SBF cites FTX’s own trading history (August 2020 to date) as evidence that such a risk management system works, and that it is better to boil the frog with regular small liquidations than occasional large ones. Regulators who called for futures market surveillance in the wake of the GFC are invited to look at FTX’s dashboards for a microcosm of what it might have looked like.

Blockchain is mentioned in passing because fans believe distributed ledgers are good for instant, frictionless capital transfers. SBF has talked about how smart contracts etc. are a “truly beautiful experience” when applied to risk management, but really any talk of protocol improvement is incidental at best. Obstacles are all regulatory, not technical. Under the hood, FTX is as centralized as the average trading store; the application letter to the CFTC does not mention blockchain at all.

All that remains then is the argument about whether risk management using algorithms is positive or negative for market stability. But is FTX really the right company to lead it? After all, SBF didn’t get rich by making crypto less volatile, he got rich by making fiat easier to lose.

Crypto lobbyists have seized on the London Metal Exchange’s nickel omnishambles in March as an example of the problems caused by human intervention – while critics have argued that the LME’s autocratic style may be a symptom of Hong Kong Chinese ownership rather than structural flaws. It is not hard, meanwhile, to find examples of algos failing spectacularly to compensate for risk, such as in 2015 when Switzerland scrapped its currency cap and crashed large parts of the CFD industry.

Regulators and tradfi firms have so far been wary of the crypto lobby’s charm offensive.

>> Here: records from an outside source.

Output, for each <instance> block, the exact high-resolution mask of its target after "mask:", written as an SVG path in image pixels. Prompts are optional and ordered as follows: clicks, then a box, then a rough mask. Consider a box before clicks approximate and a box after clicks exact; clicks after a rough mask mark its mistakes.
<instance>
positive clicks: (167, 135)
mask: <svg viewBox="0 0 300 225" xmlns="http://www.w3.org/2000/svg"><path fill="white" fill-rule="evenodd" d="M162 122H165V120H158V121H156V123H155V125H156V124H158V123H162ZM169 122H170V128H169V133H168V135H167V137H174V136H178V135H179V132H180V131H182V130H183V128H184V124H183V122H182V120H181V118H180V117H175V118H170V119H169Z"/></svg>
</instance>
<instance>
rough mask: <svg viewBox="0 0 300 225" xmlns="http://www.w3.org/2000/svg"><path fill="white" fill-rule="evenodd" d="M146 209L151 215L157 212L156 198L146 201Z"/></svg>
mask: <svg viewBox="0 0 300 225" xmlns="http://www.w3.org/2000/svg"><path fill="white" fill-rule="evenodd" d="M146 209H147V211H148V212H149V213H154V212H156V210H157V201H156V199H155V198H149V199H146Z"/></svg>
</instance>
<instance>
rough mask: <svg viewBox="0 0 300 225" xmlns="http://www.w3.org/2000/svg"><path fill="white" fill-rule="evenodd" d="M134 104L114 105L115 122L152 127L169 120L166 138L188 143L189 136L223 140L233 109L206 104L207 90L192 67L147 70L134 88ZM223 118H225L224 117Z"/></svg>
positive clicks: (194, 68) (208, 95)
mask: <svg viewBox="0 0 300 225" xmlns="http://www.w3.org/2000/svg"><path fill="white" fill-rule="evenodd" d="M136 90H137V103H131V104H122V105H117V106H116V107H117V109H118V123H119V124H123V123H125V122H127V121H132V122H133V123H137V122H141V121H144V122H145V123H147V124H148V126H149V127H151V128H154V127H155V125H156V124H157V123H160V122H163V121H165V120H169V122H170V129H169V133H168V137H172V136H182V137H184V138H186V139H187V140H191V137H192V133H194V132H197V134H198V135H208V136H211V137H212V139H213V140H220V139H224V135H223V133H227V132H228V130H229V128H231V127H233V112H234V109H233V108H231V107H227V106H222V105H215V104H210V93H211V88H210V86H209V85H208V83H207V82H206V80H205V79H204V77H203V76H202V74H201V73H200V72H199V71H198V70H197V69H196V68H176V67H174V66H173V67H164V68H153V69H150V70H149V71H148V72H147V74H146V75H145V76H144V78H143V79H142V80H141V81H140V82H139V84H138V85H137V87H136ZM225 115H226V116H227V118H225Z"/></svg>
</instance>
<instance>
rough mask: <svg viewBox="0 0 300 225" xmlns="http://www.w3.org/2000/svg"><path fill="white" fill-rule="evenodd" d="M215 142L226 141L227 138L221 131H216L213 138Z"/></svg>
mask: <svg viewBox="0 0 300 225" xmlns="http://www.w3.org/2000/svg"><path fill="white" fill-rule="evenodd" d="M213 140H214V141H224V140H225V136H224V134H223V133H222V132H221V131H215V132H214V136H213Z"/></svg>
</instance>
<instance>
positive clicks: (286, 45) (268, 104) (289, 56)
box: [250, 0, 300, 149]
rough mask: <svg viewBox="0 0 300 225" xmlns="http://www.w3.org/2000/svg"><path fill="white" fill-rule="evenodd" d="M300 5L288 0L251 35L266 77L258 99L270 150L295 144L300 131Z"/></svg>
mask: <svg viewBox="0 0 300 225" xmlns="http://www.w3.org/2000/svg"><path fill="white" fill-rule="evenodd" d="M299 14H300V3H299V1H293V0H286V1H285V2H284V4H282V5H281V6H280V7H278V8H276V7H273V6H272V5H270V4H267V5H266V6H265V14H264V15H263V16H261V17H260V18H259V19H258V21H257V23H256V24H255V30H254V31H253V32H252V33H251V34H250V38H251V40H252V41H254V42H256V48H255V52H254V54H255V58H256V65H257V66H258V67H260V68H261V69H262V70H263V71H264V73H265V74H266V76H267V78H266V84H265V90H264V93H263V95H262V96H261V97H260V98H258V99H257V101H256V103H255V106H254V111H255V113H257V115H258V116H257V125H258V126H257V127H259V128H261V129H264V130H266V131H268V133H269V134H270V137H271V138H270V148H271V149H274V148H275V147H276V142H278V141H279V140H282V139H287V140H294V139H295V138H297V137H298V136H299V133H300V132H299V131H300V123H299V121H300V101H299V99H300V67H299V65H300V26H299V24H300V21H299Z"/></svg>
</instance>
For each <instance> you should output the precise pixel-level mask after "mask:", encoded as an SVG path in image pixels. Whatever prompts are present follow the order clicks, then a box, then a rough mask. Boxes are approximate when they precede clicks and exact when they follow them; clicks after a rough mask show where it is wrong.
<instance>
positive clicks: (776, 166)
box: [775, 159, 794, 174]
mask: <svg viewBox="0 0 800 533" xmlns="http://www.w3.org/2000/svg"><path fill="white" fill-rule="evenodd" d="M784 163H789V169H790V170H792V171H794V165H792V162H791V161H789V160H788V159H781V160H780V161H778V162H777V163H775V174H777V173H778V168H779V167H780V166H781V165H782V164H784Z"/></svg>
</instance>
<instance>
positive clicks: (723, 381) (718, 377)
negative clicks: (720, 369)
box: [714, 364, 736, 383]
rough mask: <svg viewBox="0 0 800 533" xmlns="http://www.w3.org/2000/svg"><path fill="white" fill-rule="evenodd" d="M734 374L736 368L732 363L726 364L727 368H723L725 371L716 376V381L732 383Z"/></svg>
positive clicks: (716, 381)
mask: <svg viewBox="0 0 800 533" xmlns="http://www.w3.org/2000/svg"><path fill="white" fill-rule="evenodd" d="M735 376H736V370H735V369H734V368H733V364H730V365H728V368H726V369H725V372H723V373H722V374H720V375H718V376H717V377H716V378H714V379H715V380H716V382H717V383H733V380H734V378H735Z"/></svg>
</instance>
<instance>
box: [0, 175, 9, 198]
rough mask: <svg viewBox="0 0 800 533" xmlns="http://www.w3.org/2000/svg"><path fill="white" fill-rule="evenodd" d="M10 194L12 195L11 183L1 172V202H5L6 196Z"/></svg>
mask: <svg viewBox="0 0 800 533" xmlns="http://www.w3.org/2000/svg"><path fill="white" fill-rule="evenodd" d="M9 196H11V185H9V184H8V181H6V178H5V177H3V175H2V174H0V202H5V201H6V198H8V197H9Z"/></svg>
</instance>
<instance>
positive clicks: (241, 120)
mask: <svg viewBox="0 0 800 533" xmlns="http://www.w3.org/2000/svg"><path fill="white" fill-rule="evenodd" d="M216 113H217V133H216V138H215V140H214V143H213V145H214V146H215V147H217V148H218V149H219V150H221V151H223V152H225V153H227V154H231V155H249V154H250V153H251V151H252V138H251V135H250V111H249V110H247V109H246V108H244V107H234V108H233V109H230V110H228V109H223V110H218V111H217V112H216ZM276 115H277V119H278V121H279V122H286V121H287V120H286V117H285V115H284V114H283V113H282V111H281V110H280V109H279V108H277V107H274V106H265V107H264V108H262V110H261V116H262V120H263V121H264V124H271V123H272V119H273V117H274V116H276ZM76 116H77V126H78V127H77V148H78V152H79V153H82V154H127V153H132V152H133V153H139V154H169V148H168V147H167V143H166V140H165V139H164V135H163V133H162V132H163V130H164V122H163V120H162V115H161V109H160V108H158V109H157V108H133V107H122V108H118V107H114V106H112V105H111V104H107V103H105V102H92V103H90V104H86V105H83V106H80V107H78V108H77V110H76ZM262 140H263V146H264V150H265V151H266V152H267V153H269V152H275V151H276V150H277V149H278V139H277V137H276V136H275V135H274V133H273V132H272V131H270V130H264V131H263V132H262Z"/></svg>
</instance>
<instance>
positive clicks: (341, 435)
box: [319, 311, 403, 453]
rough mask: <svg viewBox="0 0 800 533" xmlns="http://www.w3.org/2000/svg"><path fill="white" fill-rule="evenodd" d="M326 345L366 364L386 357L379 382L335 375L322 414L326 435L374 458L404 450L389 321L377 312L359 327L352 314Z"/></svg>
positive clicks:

As Alphaville noted at the time, a CFTC roundtable in May included a rather irritated contribution from Chris Edmonds, ICE’s head of development, after Coinfund’s managing partner Chris Perkins used the infallibility of the big stores as an argument in support of FTX’s proposal. (Perkins was responsible for Citi’s clearing unit in March 2020 when the margin call was waived.)

A cynical view is that American industry has resisted innovation to protect its profit centers. The more rational solution is that futures pricing has real consequences for global industry and agriculture, so does not deserve the same risk tolerances applied to dogecoin. And crypto liquidations appear to be a profit center in and of themselves. Moreover, FTX is lobbying to influence its preferred choice of industry regulator, should the US government ever follow through on proposals to put crypto trading within a legislative structure.

Blockchain is, and always will be, largely irrelevant to the broader argument. FTX wants the legitimacy of regulated markets while using the same centralized systems it has developed in crypto to boil the frog and harvest the dead.

What FTX needs to do is now convince its participants that its preferred modernization mechanisms will not only encourage retail-driven gambling, manipulative volatility and arbitrary financialization. What is most needed is a clear presentation of the potential benefits, because right now the evidence from the core market is not good.